I’m fully convinced entrepreneurship is a mental battle. Logistically, it’s not that difficult. We all know the motions. Create Content, Help Customers, Build a Product, Iterate. Not complicated. But the hard part is staying on task over many years. Real businesses take at least 5 years to form, and 10 years to reach their full potential. The stories you hear of 8 months to an exit are one in 10 million at best, so you might as well just go put your money on black at the casino if you want to play that game.

My name’s Josh, I’m co-founder and CEO at Interact. Interact is a $3.3M ARR Quiz Software founded in 2013 with my two co-founders while we were in our second year of college at UCLA. It’s the only job I’ve ever had, and it’s been a typical business, constant problems, constant chaos, constant, uncertainty. Yet we have persisted over nearly a decade and a half, remaining profitable and bootstrapped the entire time.
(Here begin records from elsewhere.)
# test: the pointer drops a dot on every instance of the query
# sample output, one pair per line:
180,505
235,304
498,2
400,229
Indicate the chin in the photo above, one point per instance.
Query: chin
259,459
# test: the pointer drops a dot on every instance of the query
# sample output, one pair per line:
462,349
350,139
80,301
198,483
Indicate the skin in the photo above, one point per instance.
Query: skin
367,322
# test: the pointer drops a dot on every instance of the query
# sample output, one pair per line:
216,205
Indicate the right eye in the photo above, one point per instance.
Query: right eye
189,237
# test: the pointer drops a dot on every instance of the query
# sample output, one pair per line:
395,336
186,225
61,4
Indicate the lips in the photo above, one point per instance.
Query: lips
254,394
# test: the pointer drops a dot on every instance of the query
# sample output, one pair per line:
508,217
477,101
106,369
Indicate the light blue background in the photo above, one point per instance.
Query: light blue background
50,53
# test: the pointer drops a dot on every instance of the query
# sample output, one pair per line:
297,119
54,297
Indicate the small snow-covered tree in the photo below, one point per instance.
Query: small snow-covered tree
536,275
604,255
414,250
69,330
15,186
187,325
At this stage my simple advice to myself is keep your eye on the ball. I’m a football and baseball guy, played those sports throughout my life, and truly enjoy them. I played cornerback and middle field, both positions involve tracking the ball from the quarterback or bat all the way to where you are, and making your path to intercept the ball for an interception or catch. This is exactly what running a company is. You spot the opportunities, then chart a path to intercept that opportunity, keeping your eye on the ball the whole time.

In business, this might look like seeing that social media is blowing up for business content. So you chart yourself a path to intercept that demand with your style of content. You build a playbook, execute, and watch film on yourself to improve. Each week you iterate, just like you would the Monday after a football game. None of that is hard.
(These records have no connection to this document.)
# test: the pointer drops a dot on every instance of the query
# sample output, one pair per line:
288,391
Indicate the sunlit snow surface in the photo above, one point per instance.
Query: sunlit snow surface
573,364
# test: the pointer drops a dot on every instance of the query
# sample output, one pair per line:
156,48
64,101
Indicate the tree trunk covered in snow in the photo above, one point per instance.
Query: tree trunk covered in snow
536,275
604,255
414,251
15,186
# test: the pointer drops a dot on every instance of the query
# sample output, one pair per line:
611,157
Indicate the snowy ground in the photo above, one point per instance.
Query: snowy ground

What is hard are the comments, my favorite so far is some guy commented on my video about content flywheels and just said “Bro, your hairline didn’t show up for work today” incredible comment, well played. The hard part is posing a video that gets 6 views while you run a company with 8,000 customers that include NASA and over 100 NYT best selling authors. What will they think if they see my goofy video that got no views? The hard part is staying consistent building up this new channel when it delivers no revenue, and your other channels that are solid, but have run out of runway for growth, are delivering all of your revenue. It feels defeating.
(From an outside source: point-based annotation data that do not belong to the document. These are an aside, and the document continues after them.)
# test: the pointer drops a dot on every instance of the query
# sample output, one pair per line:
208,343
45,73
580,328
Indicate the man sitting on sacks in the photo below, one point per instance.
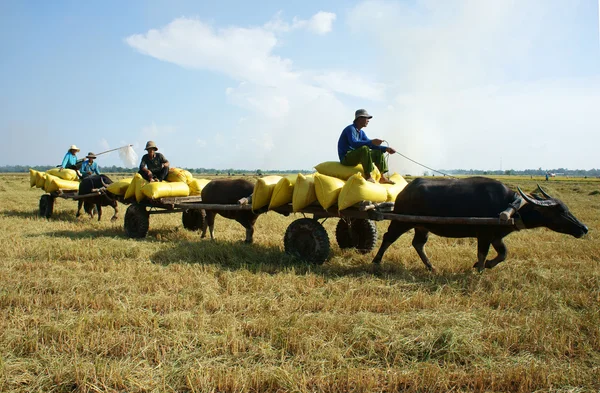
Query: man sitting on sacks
70,160
89,167
355,148
154,166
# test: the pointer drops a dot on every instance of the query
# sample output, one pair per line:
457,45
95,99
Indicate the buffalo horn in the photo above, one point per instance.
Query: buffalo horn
534,201
544,193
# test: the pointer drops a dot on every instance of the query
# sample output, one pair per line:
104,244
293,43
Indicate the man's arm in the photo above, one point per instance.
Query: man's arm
143,163
65,161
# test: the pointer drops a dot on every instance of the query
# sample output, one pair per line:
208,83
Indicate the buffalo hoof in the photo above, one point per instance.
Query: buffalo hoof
490,264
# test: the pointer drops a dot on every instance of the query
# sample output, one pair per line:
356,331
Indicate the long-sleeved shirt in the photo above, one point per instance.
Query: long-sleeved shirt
154,164
70,159
352,139
87,167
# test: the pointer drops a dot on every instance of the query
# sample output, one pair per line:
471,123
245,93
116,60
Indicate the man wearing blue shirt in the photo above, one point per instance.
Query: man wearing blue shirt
70,160
354,147
89,167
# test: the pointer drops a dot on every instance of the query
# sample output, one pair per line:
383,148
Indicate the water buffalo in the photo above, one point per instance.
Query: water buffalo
474,197
228,192
92,184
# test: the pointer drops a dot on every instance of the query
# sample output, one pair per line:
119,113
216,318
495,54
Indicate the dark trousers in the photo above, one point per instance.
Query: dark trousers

The playbook is easy, you can learn it in a few weeks. Executing on that playbook over 3 years, which is the standard amount of time it takes for a new strategy to deliver consistent recurring revenue - close impossible. That’s true for me, and I know for a fact it’s true for other founders. Every single day I talk to people who know the playbooks, they know the strategies, but what they get stuck on is being able to actually execute when all those mental battles get in the way.

So what’s the answer?

I don’t have one. There isn’t one. What I do is work with two incredible co-founders, two business coaches, meet regularly with other founders, exercise every day, meditate every day, sit in the sauna every day, walk outside in nature every day, keep the same schedule every day, eat healthy every day, connect people I care about in my life outside of work every day. Those are the practices that work for me to enable 14 years of mental resilience, but I don’t know what works for you. I think the only throughline between people who stay resilient is some sort of system that works for their life. It’s not random.